The reasons for limiting each component of the alloy of this invention are as follows.

As is known, Mg is effective in improving the strength of alloys, and if the content is less than 2%, it cannot impart enough strength to be suitable for use as a structural material. But 7
If the content exceeds %, the stress corrosion cracking resistance and workability will deteriorate significantly and it cannot be used as a practical alloy. The most suitable content is approximately 2.5 to 5.5%.

The type of rare earth element is not particularly limited. Specifically, for example, Y, La5CesP r s N
d SS m etc. are used as suitable materials.

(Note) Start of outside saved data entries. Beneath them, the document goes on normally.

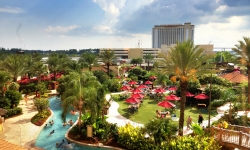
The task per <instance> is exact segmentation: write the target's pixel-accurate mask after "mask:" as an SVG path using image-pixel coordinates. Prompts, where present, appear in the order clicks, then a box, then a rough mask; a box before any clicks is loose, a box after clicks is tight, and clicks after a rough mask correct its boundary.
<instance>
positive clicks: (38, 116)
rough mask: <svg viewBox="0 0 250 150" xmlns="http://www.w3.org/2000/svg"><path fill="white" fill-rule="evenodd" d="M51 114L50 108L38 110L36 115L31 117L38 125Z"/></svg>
mask: <svg viewBox="0 0 250 150" xmlns="http://www.w3.org/2000/svg"><path fill="white" fill-rule="evenodd" d="M50 115H51V112H50V111H49V110H43V111H42V112H38V113H37V114H36V115H35V116H34V117H32V118H31V122H32V123H33V124H35V125H37V126H41V125H42V124H43V123H44V122H45V121H46V120H47V118H48V117H49V116H50Z"/></svg>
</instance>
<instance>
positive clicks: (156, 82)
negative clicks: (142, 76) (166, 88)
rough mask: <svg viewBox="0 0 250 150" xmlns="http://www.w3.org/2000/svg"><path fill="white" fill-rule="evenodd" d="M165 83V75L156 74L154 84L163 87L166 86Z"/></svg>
mask: <svg viewBox="0 0 250 150" xmlns="http://www.w3.org/2000/svg"><path fill="white" fill-rule="evenodd" d="M167 81H168V76H166V75H165V74H158V75H157V79H156V80H155V82H156V83H157V84H159V85H161V86H162V87H165V86H166V85H167Z"/></svg>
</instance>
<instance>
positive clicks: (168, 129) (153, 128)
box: [143, 119, 178, 145]
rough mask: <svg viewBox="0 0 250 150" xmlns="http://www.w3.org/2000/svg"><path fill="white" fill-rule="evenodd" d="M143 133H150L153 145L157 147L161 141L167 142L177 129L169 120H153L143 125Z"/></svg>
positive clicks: (159, 143)
mask: <svg viewBox="0 0 250 150" xmlns="http://www.w3.org/2000/svg"><path fill="white" fill-rule="evenodd" d="M143 131H144V132H145V133H150V136H151V137H152V140H153V141H154V143H155V144H156V145H157V144H158V145H159V144H161V143H162V142H163V141H169V140H170V139H171V138H172V136H173V135H175V133H176V132H177V131H178V128H177V125H176V124H173V123H172V122H171V121H170V120H169V119H153V120H150V121H149V122H148V123H147V124H146V125H145V128H143Z"/></svg>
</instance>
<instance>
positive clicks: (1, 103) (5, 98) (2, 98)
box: [0, 96, 11, 109]
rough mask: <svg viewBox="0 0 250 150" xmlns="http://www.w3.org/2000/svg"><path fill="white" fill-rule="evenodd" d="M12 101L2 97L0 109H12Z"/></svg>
mask: <svg viewBox="0 0 250 150" xmlns="http://www.w3.org/2000/svg"><path fill="white" fill-rule="evenodd" d="M10 106H11V101H10V100H9V99H8V98H6V97H3V96H0V108H4V109H10Z"/></svg>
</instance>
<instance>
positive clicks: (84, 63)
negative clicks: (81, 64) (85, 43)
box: [79, 52, 97, 71]
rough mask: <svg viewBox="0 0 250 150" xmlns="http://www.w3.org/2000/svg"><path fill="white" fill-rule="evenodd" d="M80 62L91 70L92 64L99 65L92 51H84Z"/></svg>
mask: <svg viewBox="0 0 250 150" xmlns="http://www.w3.org/2000/svg"><path fill="white" fill-rule="evenodd" d="M79 63H82V64H83V66H87V67H88V69H89V71H91V70H92V66H93V65H97V59H96V55H95V54H92V53H90V52H85V53H82V55H81V58H80V59H79Z"/></svg>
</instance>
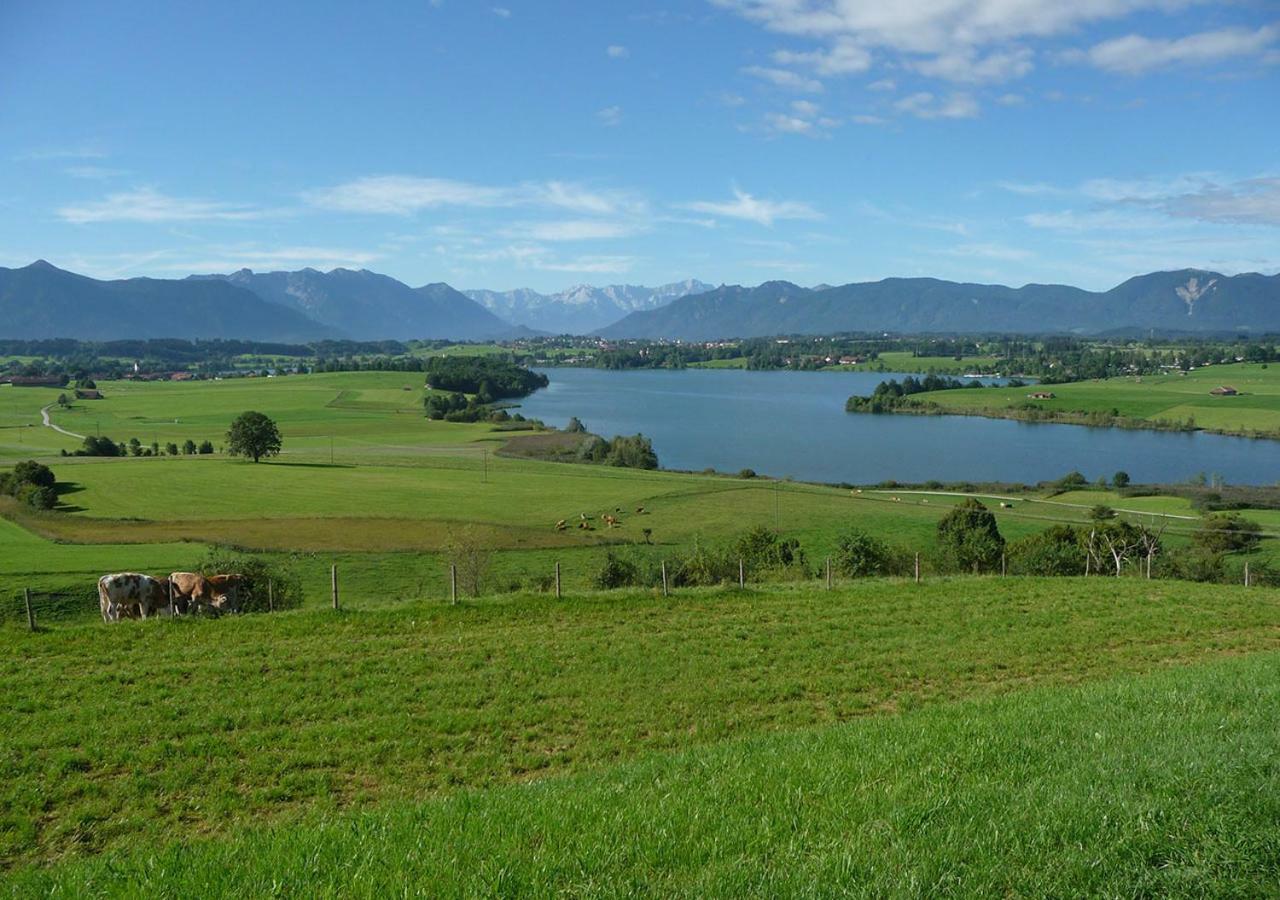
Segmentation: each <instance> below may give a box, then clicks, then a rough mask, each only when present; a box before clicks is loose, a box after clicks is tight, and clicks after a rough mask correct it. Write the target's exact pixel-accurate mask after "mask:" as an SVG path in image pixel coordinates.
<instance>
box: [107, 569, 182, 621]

Elements belonging to the rare earth group have the effect of contributing to improvement of cold workability by improving workability, particularly by reducing work hardening rate. In view of this effect, all of the rare earth elements can be evaluated as substantially equivalent to each other in the present invention. Therefore, one or more of them can be used in any combination, but if the total content of these in the alloy is less than 0.005%, the workability will be improved and the cold work hardening rate will be reduced. On the other hand, it is insufficient for 1.0
If the content exceeds %, the above effects cannot be obtained. The most suitable content range for rare earth elements is approximately 0.05 to 0.05 when considering cost. It is about 5%.

Cu, which is an optional component, also contributes to improving the strength, and if it is contained less than 0.05%, it has no effect.
If it exceeds 2%, the corrosion resistance and weldability of the alloy will deteriorate. The most suitable Cu content is approximately 0.2 to 1.0%.

Unavoidable impurity components include Sl, Fe, Mn, C'',
Zr5T1, etc. are included, but the inclusion of these impurity components is permitted within a range that does not adversely affect the alloy of the present invention. In particular, the contents of Mn: 1.5% or less, Cr: 0.3% or less, and Zr: 0.25% or less, which are useful for refining crystal grains, are treated as impurities in the present invention.

Effects of the Invention As mentioned above, the present invention is based on the AΩ-Mg alloy having high strength and excellent corrosion resistance.
By adding and containing rare earth elements in the range of os to 1.0, it is possible to improve workability, particularly by suppressing work hardening during cold working. Therefore, it is not only possible to increase the degree of cold working compared to conventional structural AQ-Mg alloys, but also to manufacture products with more complex shapes in cold forging.

EXAMPLES Alloys having various compositions shown in Table 1 were cast into water-cooled molds with a diameter of 75 ml, and then homogenized at 500'C for 8 hours. Then further heat at 450'C to a thickness of 5ml
The sample was extruded into a rectangular rod shape with a width of 30 mm.

The comparative example alloy is A3052 alloy (comparison No. 7)
and A3083 alloy (comparison No. 8) were used.

After annealing each of the above samples at 400'C, cold rolling was performed until cracks appeared in the samples.
By measuring the hardness and cold working degree at that time,
Cold workability was evaluated. The results are shown in Table 2.

[Hereinafter referred to as white thread] As shown in the above results in Table 2, the alloy of the present invention exhibits a smaller increase in hardness due to cold working than the typical conventional AΩ-Mg alloy, and improves workability. I was able to confirm that it was Shiuruchino.

that's all

Claims (1)

[Claims] Contains Mg: 2 to 7%, one or more rare earth elements: 0.005 to 2.0%, and if necessary, Cu: 0.05 to 2.0. %, a structural aluminum alloy with excellent cold workability, consisting of the balance aluminum and unavoidable impurities.